The AI Hype Tax: How Overpromising Hurts Real Business Results
• 2 min readI recently spoke with a tech leader at a major company who shared something that's been bothering me. Despite being sharp technically, he'd been swept up by AI vendor promises that sounded too good to be true – because they were.
It got me thinking about accountability in how we sell emerging technology. Let me paint you two pictures:
**The Banker**: David, a financial advisor, promised clients "15-20% guaranteed returns" on his investment product. When portfolios crashed 30%, regulators destroyed him – fines, license revoked, career over. The press called him a greedy fraudster.
**The AI CEO**: Meanwhile, tech leaders routinely promise AI will "replace entire workforces within months" or "achieve human-level reasoning by next year." When chatbots hallucinate in court filings or autonomous systems cause accidents, they raise billions more, grace magazine covers, and advise world leaders as celebrated visionaries.
Same overselling, opposite consequences.
Here's the thing: I'm very positive on AI. I see the real value it creates at the companies I advise, in my own work where AI is a force multiplier, and in AI-first companies like Cursor hitting \$200M revenue (ARR) with just 20 employees. People who understand how to actually use the technology benefit hugely – while others get lost chasing overpromised solutions. But watching brilliant tech leaders make multimillion-dollar decisions based on vendor hype instead of realistic capabilities?
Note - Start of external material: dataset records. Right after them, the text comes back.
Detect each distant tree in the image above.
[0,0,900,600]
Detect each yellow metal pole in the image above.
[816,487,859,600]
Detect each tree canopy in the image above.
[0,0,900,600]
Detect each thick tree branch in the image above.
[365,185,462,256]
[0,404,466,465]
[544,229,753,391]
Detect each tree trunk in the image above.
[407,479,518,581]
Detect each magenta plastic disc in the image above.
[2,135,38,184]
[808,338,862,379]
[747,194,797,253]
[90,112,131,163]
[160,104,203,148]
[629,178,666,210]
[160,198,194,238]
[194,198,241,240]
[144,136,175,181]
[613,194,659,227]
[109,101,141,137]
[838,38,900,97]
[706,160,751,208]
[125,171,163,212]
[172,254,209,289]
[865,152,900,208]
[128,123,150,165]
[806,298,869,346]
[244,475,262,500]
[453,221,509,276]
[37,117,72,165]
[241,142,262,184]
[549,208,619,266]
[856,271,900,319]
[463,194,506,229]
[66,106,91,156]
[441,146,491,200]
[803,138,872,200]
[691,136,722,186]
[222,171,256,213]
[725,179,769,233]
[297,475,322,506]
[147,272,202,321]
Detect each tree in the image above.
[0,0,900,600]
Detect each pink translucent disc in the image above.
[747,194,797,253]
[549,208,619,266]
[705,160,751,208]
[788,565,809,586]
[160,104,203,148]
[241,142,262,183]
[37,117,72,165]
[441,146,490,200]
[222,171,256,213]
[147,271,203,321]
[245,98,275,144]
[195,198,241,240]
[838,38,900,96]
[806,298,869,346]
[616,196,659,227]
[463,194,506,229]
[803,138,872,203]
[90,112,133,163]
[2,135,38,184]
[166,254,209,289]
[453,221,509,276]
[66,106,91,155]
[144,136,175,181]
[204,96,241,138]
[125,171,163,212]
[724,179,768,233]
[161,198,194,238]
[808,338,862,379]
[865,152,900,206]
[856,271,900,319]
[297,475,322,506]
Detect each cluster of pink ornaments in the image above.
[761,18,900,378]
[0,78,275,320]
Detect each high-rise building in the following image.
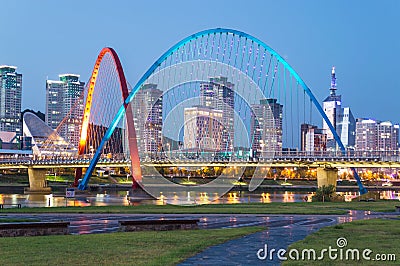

We're missing out on AI's true potential. And that hurts.
The companies succeeding with AI aren't chasing moonshots – they're identifying specific use cases, setting realistic expectations, and measuring actual ROI. They're the ones seeing transformational results.
The AI revolution is real, but it happens through solving actual business problems with realistic expectations – not through hype cycles that burn trust. Let's focus on the genuine value AI delivers today while being honest about current limitations. That's how we build sustainable adoption, lasting success, and an industry we can all be proud of.
The technology is remarkable enough without the snake oil sales tactics.